Oleh karena itu, upaya kita mempelajari
tentang kejahatan Yahudi ataupun Nashrani, dimana mereka itu berperan
dalam percaturan dunia di zaman sekarang ini adalah agar kita
berhati-hati. Jangan-jangan bidikan mereka itu ditujukan kepada kaum
Muslimin, antara lain kita kaum Muslimin di Indonesia ini. Jangan sampai
kita lengah dan menjadi sasaran mereka.
Sebagai Muqaddimah, dengan ini disampaikan bahwa:
1. Pemilihan itu adalah Hak Allah سبحانه وتعالى.
Siapa yang dipilih menjadi Rasul atau
tidak menjadi Rasul, itu adalah Hak Allah سبحانه وتعالى. Kenapa Muhammad
صلى الله عليه وسلم yang dipilih menjadi Rasul terakhir, dan bukan dari
kalangan Bani Isra'il, itu adalah Hak Prerogatif Allah سبحانه وتعالى. Bukan kehendak manusia dan bukan hak manusia !
Sementara itu, Yahudi sangatlah dengki (iri) terhadap hal ini, sehingga bahkan di Internet ada program Anti Arabisasi.
Padahal semua orang tahu bahwa Nabi Muhammad صلى الله عليه وسلم adalah orang Arab (suku Quraisy)

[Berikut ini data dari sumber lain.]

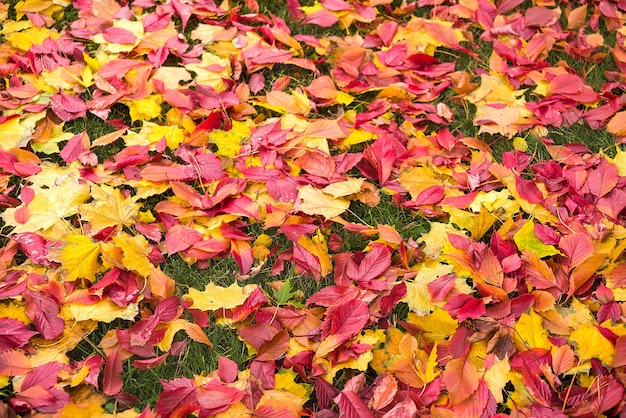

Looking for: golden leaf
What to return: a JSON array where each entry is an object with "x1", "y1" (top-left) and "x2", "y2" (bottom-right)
[
  {"x1": 297, "y1": 184, "x2": 350, "y2": 219},
  {"x1": 187, "y1": 282, "x2": 255, "y2": 311},
  {"x1": 59, "y1": 235, "x2": 100, "y2": 282},
  {"x1": 80, "y1": 184, "x2": 141, "y2": 232}
]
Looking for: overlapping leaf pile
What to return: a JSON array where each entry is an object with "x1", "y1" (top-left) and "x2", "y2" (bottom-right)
[{"x1": 0, "y1": 0, "x2": 626, "y2": 418}]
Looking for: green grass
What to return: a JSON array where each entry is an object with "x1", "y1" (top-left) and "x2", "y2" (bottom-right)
[{"x1": 9, "y1": 0, "x2": 616, "y2": 407}]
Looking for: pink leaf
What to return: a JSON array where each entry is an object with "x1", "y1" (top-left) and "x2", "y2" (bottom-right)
[
  {"x1": 515, "y1": 176, "x2": 543, "y2": 203},
  {"x1": 102, "y1": 27, "x2": 137, "y2": 44},
  {"x1": 60, "y1": 131, "x2": 91, "y2": 163},
  {"x1": 335, "y1": 391, "x2": 376, "y2": 418},
  {"x1": 559, "y1": 232, "x2": 594, "y2": 268},
  {"x1": 586, "y1": 161, "x2": 618, "y2": 197},
  {"x1": 22, "y1": 290, "x2": 65, "y2": 340},
  {"x1": 157, "y1": 377, "x2": 199, "y2": 417},
  {"x1": 217, "y1": 356, "x2": 239, "y2": 383},
  {"x1": 165, "y1": 225, "x2": 202, "y2": 255},
  {"x1": 0, "y1": 318, "x2": 37, "y2": 352},
  {"x1": 322, "y1": 299, "x2": 369, "y2": 341},
  {"x1": 102, "y1": 346, "x2": 124, "y2": 395},
  {"x1": 0, "y1": 350, "x2": 32, "y2": 376},
  {"x1": 50, "y1": 93, "x2": 87, "y2": 122}
]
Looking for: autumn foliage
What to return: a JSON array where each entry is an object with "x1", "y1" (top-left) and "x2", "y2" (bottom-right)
[{"x1": 0, "y1": 0, "x2": 626, "y2": 418}]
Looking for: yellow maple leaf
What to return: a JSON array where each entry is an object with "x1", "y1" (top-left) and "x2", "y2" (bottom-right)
[
  {"x1": 128, "y1": 95, "x2": 161, "y2": 122},
  {"x1": 187, "y1": 282, "x2": 255, "y2": 311},
  {"x1": 513, "y1": 309, "x2": 552, "y2": 351},
  {"x1": 297, "y1": 184, "x2": 350, "y2": 219},
  {"x1": 400, "y1": 263, "x2": 453, "y2": 315},
  {"x1": 407, "y1": 308, "x2": 459, "y2": 341},
  {"x1": 61, "y1": 299, "x2": 139, "y2": 323},
  {"x1": 569, "y1": 323, "x2": 615, "y2": 366},
  {"x1": 59, "y1": 235, "x2": 100, "y2": 282},
  {"x1": 513, "y1": 219, "x2": 561, "y2": 258},
  {"x1": 2, "y1": 177, "x2": 90, "y2": 234},
  {"x1": 322, "y1": 177, "x2": 365, "y2": 198},
  {"x1": 79, "y1": 184, "x2": 141, "y2": 232},
  {"x1": 113, "y1": 234, "x2": 152, "y2": 277}
]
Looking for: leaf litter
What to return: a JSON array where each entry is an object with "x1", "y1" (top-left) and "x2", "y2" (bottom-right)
[{"x1": 0, "y1": 0, "x2": 626, "y2": 418}]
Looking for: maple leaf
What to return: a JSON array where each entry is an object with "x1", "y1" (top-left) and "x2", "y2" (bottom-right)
[
  {"x1": 59, "y1": 235, "x2": 100, "y2": 282},
  {"x1": 79, "y1": 184, "x2": 141, "y2": 232},
  {"x1": 569, "y1": 323, "x2": 615, "y2": 365},
  {"x1": 297, "y1": 185, "x2": 350, "y2": 219},
  {"x1": 2, "y1": 177, "x2": 89, "y2": 234},
  {"x1": 187, "y1": 282, "x2": 254, "y2": 311}
]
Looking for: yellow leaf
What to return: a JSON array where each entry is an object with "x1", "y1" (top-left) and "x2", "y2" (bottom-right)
[
  {"x1": 297, "y1": 184, "x2": 350, "y2": 219},
  {"x1": 485, "y1": 357, "x2": 511, "y2": 403},
  {"x1": 128, "y1": 95, "x2": 161, "y2": 122},
  {"x1": 61, "y1": 299, "x2": 139, "y2": 323},
  {"x1": 209, "y1": 121, "x2": 250, "y2": 158},
  {"x1": 113, "y1": 234, "x2": 152, "y2": 277},
  {"x1": 322, "y1": 177, "x2": 365, "y2": 198},
  {"x1": 513, "y1": 219, "x2": 561, "y2": 258},
  {"x1": 213, "y1": 402, "x2": 252, "y2": 418},
  {"x1": 80, "y1": 184, "x2": 141, "y2": 232},
  {"x1": 569, "y1": 323, "x2": 615, "y2": 366},
  {"x1": 400, "y1": 263, "x2": 453, "y2": 315},
  {"x1": 416, "y1": 342, "x2": 441, "y2": 384},
  {"x1": 59, "y1": 235, "x2": 100, "y2": 282},
  {"x1": 513, "y1": 309, "x2": 552, "y2": 351},
  {"x1": 275, "y1": 369, "x2": 312, "y2": 402},
  {"x1": 407, "y1": 308, "x2": 459, "y2": 341},
  {"x1": 187, "y1": 282, "x2": 254, "y2": 311},
  {"x1": 613, "y1": 147, "x2": 626, "y2": 177},
  {"x1": 2, "y1": 177, "x2": 90, "y2": 234}
]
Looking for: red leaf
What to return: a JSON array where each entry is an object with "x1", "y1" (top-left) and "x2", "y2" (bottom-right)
[
  {"x1": 443, "y1": 354, "x2": 480, "y2": 405},
  {"x1": 443, "y1": 294, "x2": 487, "y2": 322},
  {"x1": 335, "y1": 390, "x2": 376, "y2": 418},
  {"x1": 22, "y1": 290, "x2": 65, "y2": 340},
  {"x1": 369, "y1": 373, "x2": 398, "y2": 411},
  {"x1": 0, "y1": 350, "x2": 32, "y2": 376},
  {"x1": 315, "y1": 378, "x2": 339, "y2": 409},
  {"x1": 157, "y1": 377, "x2": 199, "y2": 417},
  {"x1": 346, "y1": 245, "x2": 391, "y2": 282},
  {"x1": 102, "y1": 27, "x2": 137, "y2": 44},
  {"x1": 0, "y1": 318, "x2": 37, "y2": 352},
  {"x1": 322, "y1": 299, "x2": 369, "y2": 341},
  {"x1": 217, "y1": 356, "x2": 239, "y2": 383},
  {"x1": 515, "y1": 176, "x2": 543, "y2": 203},
  {"x1": 22, "y1": 361, "x2": 66, "y2": 390},
  {"x1": 102, "y1": 345, "x2": 124, "y2": 395},
  {"x1": 50, "y1": 92, "x2": 87, "y2": 122},
  {"x1": 165, "y1": 225, "x2": 202, "y2": 255},
  {"x1": 414, "y1": 186, "x2": 445, "y2": 205},
  {"x1": 559, "y1": 232, "x2": 594, "y2": 268},
  {"x1": 196, "y1": 382, "x2": 244, "y2": 415},
  {"x1": 256, "y1": 329, "x2": 289, "y2": 361},
  {"x1": 585, "y1": 160, "x2": 618, "y2": 197},
  {"x1": 60, "y1": 131, "x2": 91, "y2": 163}
]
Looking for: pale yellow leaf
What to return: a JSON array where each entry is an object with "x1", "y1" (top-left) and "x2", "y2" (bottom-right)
[
  {"x1": 322, "y1": 177, "x2": 365, "y2": 198},
  {"x1": 59, "y1": 235, "x2": 100, "y2": 282},
  {"x1": 113, "y1": 234, "x2": 152, "y2": 277},
  {"x1": 298, "y1": 184, "x2": 350, "y2": 219},
  {"x1": 513, "y1": 309, "x2": 552, "y2": 351},
  {"x1": 187, "y1": 282, "x2": 251, "y2": 311},
  {"x1": 569, "y1": 323, "x2": 615, "y2": 366},
  {"x1": 61, "y1": 299, "x2": 139, "y2": 323},
  {"x1": 80, "y1": 184, "x2": 141, "y2": 232}
]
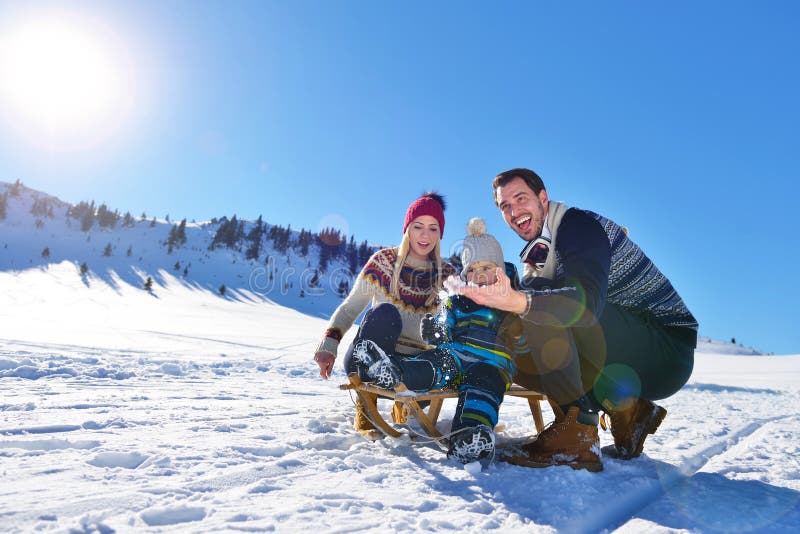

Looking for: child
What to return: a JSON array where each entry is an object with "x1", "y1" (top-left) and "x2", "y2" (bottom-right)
[{"x1": 354, "y1": 218, "x2": 529, "y2": 464}]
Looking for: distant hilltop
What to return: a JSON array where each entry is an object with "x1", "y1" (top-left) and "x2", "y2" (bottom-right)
[
  {"x1": 0, "y1": 181, "x2": 766, "y2": 355},
  {"x1": 0, "y1": 181, "x2": 386, "y2": 317},
  {"x1": 697, "y1": 336, "x2": 771, "y2": 356}
]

dan Al Qur’an adalah berbahasa Arab. Demikian pula, penjelasan tentang
Al Qur’an dan As Sunnah pun adalah dengan berbahasa Arab.
Sehingga ketika dikatakan “Arab”, maka yang dimaksud adalah Islam. Dan program Anti Arabisasi itu yang dimaksud adalah program Anti Islam.
Oleh karena itu, hendaknya kita mulai sadar akan hal ini, jangan mudah
termakan oleh propaganda musuh-musuh Allah سبحانه وتعالى.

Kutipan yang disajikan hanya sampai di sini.